Both Maheshwari and Chinthamani give birth to baby boys. Santhamoorthy plans to kill Maheshwari's baby, but Chinthamani interrupts and saves the baby. During the fight, Chinathamani falls from a mountain and dies in the process of saving Maheshwari's baby. Maheshwari now realises Chinthamani's kind heart. Murugesan and Maheshwari take care of both the babies now. Santhamoorthy also realises his mistake and bonds with Murugesan.

== Soundtrack ==
Soundtrack was composed by Deva.

| Song | Singers | Lyrics |
| Vaazhavaikkum | Sabesh, Krishnaraj | S. P. Rajkumar |
| Chithiraye | Hariharan, Anuradha Sriram | Kamakodiyan |
| Vennila | P. Unnikrishnan, Sathya |
| Naaladi Aaru Angulam | Vadivelu | 'Karupur' Ramu |
| Pattampoochi | Mano, Anuradha Sriram | Kalaikumar |
| Aadiya Aattam | Deva |

== Critical reception ==
S. R. Ashok Kumar of The Hindu wrote "The director must have taken care to give sufficient reason to get his protagonist involved with another woman, a day before his marriage.
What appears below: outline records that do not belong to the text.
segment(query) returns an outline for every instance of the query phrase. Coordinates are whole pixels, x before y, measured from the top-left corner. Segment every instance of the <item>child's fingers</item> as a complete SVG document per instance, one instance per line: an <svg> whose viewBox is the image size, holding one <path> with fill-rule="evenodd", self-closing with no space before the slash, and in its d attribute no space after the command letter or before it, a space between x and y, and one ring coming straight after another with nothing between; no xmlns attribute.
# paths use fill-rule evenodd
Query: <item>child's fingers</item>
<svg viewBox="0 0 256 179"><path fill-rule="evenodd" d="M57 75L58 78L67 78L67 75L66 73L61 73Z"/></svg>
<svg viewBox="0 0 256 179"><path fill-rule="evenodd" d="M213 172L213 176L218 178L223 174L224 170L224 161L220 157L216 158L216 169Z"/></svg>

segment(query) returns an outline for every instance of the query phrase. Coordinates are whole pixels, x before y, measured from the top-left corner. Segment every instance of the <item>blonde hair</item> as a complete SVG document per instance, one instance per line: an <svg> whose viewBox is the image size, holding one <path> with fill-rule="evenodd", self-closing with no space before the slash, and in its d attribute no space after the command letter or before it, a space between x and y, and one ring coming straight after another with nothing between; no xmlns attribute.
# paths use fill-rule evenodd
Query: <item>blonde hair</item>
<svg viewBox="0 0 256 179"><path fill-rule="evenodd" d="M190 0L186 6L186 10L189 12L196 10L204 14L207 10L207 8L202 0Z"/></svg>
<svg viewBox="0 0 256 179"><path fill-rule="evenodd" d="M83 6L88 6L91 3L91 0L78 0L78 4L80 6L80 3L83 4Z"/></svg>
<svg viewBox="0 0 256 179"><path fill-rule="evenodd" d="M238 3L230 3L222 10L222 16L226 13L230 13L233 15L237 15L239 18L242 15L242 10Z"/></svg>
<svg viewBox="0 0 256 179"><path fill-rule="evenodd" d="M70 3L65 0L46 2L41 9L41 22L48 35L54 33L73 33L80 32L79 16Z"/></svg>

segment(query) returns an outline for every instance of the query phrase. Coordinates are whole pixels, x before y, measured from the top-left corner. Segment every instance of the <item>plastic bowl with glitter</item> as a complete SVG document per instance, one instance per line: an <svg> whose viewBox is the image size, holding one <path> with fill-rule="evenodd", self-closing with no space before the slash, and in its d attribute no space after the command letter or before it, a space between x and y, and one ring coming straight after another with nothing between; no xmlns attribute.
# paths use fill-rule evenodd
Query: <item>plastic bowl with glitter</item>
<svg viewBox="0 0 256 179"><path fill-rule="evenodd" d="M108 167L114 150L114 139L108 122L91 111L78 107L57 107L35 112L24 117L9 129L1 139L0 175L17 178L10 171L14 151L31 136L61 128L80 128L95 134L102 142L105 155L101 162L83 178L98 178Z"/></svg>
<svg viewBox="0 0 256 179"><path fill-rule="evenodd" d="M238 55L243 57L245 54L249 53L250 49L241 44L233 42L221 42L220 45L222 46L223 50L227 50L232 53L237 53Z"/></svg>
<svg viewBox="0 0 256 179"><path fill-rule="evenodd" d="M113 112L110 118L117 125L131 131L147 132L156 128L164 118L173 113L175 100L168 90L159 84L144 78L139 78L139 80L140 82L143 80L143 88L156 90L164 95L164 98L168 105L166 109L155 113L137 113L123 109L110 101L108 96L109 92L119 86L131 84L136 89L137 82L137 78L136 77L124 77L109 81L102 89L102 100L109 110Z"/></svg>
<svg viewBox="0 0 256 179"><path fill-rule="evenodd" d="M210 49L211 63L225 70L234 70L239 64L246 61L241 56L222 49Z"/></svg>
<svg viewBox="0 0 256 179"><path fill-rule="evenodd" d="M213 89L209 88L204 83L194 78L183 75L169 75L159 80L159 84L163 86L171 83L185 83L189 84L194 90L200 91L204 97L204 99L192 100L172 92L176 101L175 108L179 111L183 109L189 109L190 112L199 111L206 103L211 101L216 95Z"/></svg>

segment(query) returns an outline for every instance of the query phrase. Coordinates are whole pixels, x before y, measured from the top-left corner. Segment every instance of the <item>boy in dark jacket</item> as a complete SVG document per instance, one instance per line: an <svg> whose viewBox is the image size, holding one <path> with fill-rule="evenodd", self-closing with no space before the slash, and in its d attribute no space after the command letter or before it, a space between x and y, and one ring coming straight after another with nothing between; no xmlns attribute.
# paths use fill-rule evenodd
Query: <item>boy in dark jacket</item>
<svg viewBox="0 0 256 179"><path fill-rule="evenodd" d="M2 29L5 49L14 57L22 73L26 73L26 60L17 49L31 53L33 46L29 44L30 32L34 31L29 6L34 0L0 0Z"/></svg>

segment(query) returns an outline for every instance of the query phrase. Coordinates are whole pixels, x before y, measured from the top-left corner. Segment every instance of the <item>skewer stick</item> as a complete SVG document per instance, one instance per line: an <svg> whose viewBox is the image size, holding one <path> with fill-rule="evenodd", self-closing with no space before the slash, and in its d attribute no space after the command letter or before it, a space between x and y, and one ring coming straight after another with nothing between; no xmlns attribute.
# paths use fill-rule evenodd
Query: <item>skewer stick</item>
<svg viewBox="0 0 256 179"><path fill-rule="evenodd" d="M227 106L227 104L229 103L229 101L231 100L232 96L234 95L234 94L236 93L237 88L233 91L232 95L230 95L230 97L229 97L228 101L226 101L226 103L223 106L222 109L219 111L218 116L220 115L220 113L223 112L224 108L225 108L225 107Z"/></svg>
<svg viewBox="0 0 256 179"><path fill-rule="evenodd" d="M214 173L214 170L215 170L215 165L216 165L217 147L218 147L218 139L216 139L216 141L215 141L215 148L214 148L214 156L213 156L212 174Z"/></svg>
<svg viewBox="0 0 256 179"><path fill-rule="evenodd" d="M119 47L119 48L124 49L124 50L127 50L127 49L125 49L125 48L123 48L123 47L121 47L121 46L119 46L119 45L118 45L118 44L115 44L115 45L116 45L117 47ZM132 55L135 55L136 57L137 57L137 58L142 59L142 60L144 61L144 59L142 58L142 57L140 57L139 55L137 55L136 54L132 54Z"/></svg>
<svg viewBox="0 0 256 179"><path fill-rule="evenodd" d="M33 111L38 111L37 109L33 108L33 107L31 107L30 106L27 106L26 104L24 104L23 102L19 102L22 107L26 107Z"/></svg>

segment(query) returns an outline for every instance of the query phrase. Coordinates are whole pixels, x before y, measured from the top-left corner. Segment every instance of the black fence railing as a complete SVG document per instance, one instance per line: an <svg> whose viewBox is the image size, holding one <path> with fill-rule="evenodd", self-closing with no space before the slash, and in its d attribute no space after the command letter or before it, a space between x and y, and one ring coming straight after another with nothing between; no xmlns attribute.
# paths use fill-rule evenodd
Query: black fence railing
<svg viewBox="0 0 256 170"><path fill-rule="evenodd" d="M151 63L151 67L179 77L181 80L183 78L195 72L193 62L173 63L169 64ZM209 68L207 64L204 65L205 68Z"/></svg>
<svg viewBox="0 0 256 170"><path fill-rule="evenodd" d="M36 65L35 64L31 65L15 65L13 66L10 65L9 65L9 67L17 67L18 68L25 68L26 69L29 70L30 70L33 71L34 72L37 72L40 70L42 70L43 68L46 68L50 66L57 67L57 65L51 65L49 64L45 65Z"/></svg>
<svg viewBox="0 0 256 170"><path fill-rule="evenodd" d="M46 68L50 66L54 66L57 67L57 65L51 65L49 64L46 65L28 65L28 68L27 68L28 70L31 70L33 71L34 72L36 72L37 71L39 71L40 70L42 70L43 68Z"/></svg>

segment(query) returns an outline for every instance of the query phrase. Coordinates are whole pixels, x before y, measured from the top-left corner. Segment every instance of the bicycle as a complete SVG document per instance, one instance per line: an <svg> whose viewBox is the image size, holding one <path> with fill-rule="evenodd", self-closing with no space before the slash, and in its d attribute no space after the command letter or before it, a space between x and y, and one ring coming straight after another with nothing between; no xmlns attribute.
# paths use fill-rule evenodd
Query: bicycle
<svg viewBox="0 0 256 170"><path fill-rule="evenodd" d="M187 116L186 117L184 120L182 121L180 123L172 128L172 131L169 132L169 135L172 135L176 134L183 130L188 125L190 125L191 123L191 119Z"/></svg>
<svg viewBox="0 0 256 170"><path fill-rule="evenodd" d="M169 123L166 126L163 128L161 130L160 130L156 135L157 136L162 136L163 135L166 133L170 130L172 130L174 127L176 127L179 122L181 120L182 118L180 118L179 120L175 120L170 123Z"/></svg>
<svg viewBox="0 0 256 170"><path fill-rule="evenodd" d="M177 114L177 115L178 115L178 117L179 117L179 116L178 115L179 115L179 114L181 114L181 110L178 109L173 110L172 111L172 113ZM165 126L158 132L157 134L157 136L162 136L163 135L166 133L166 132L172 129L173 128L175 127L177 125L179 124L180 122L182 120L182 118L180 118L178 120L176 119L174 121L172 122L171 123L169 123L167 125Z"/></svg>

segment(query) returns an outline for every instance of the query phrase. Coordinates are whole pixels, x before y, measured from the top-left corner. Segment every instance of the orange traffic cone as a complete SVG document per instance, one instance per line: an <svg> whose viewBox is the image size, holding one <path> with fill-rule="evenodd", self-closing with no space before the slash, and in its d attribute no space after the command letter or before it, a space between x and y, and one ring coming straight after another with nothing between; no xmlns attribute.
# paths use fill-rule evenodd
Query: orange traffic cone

But the justification given for this and also for a couple of other reactions, are not acceptable". Malini Mannath of Chennai Online wrote "The plot did have the potential to make it an engaging entertainer. But the problem is that the director couldn't really decide as to what type of treatment he should give his plot. Whether it should be in the genre of a comedy or a melodrama, of a family sentiment or of a saga of a family feud. So he makes a hotchpotch of the whole thing, and it does not help matters". Visual Dasan of Kalki wrote Vadivelu's comedy is the only thing that makes us sit and watch the film. Cinesouth wrote "Director Rajkumar has made the most of an ordinary story. He can take pride in creating certain lively scenes and catchy dialogues. Though he has sustained the tempo of the film in the first half, he has a fall in the second half as his concentration had drifted away by then. Thereby, the story becomes somewhat dull in the end. However, 'En Purushan Kuzhandhai Madhiri' is a clever child".